9 The Crown now appeals that sentence of ten years' imprisonment, contending that both it and the non-parole period are manifestly inadequate. Although it had originally raised another ground concerned with specific judicial error in the sentencing process, that ground was abandoned at the commencement of the Chief Crown Prosecutor's submissions. It need not be considered further.
10 The Chief Crown Prosecutor argued that the circumstances of this manslaughter put it in the third quartile of seriousness, deserving a sentence of ten to fifteen years' imprisonment. Specifically, he referred to Pennisi's late offer to plead guilty and his failure to plead guilty when arraigned as diminishing the mitigatory effect of that offer.
11 The lateness of the plea offer certainly diminishes the value which might have been attached to an earlier plea. However, it was an offer which, if accepted, would have had the utilitarian benefit of preventing the necessity for a trial. As far as his failure to plead on arraignment is concerned, we accept counsel for Pennisi's argument that there is, rightly or wrongly, a perception that there is a forensic disadvantage in pleading guilty to manslaughter in a murder trial, even where intent is the only real issue. Whether this is a correct perception or not is beside the point. Once the Crown has rejected the plea offer made before trial, there is no utilitarian purpose to be served by an accused pleading guilty to manslaughter on arraignment, even if, had he done so, he might have been able to have it taken into account on questions of remorse, contrition or the like.

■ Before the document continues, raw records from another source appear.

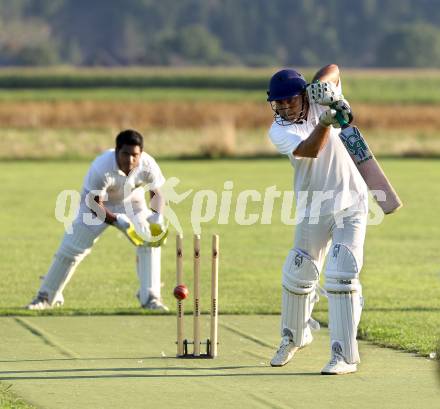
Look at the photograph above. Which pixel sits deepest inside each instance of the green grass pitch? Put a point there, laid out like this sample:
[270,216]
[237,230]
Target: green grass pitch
[400,275]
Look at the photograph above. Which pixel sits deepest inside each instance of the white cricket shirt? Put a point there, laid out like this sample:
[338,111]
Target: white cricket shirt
[333,172]
[105,176]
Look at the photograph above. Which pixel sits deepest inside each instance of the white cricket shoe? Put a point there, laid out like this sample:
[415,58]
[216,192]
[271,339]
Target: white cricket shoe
[337,364]
[153,303]
[41,302]
[285,352]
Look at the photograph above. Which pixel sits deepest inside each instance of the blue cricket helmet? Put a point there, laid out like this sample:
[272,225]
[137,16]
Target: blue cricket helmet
[286,84]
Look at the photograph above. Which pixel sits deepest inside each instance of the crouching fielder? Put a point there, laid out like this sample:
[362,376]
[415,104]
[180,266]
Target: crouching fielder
[113,195]
[332,215]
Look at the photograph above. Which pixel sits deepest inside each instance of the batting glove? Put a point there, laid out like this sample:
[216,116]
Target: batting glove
[328,118]
[344,114]
[122,222]
[323,93]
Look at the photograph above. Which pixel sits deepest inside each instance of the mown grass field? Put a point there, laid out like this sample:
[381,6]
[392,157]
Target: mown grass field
[228,84]
[400,275]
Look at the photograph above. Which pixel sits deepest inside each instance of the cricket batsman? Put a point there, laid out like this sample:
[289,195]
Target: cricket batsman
[113,195]
[331,208]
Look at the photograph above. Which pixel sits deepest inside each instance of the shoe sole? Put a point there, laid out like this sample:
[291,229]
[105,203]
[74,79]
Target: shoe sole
[338,373]
[294,352]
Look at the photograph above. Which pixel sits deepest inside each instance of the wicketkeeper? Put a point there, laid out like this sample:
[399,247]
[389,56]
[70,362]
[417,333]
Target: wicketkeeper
[114,195]
[332,206]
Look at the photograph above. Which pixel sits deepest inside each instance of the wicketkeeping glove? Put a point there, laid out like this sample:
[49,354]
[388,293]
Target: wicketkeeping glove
[158,229]
[323,93]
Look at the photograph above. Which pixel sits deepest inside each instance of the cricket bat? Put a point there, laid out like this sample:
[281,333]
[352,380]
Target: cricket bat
[369,168]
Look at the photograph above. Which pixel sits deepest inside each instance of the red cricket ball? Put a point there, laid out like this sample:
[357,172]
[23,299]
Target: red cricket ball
[181,292]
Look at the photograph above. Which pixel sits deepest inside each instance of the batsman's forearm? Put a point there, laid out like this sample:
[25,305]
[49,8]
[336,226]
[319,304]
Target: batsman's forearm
[310,147]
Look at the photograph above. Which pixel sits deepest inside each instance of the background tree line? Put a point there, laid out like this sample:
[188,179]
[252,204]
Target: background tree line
[362,33]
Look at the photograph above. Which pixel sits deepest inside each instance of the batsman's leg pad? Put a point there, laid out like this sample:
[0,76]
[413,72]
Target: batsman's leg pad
[345,301]
[71,252]
[300,277]
[148,271]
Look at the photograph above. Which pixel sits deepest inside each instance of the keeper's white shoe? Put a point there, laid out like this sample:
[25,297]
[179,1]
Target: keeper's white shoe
[41,302]
[285,352]
[338,366]
[156,304]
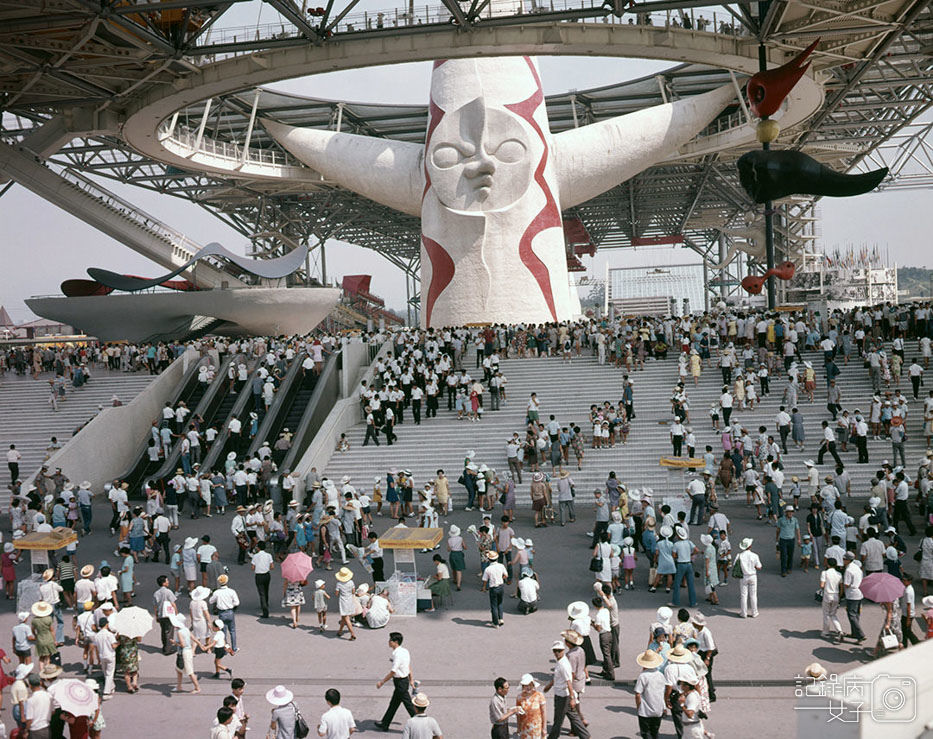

12 In R v A B (No 2),[1] this Court in 2008 drew attention to the significance of a maximum penalty in fixing a sentence of imprisonment. In particular, it referred to the fact that, in the case of manslaughter, although the maximum penalty had been increased from 15 to 20 years, there appeared to have been little effect on sentencing practice, particularly for those cases in the worst class. The Court held that a 33 per cent increase in the maximum sentence should have substantial implications in the worst class of case and remains of relevance even in those cases not in that class.
13 Having regard to the sentence imposed in this case, the sentencing judge treated Pennisi leniently. However, although ten years is at the bottom of the range of sentences which the Chief Crown Prosecutor argued would be appropriate in this case, it is still within that range.
14 Charles JA, in R v Clarke,[2] in setting out the criteria which should govern Crown appeals, said that before this Court should increase a sentence on such an appeal, it must be satisfied that the sentence imposed is so disproportionate as to
show that an error in principle has occurred, or that the sentence is so lenient as to shock the public conscience. Although the sentence in this case is lenient, applying these criteria, and bearing in mind that any increase would have to be subject to a consideration of the principle of double jeopardy, we are not prepared to disturb the trial judge's sentence in this case.
16 The formal order of Court is that the appeal is dismissed.
17 A certificate will be granted to the respondent under the Appeal Costs Act 1998.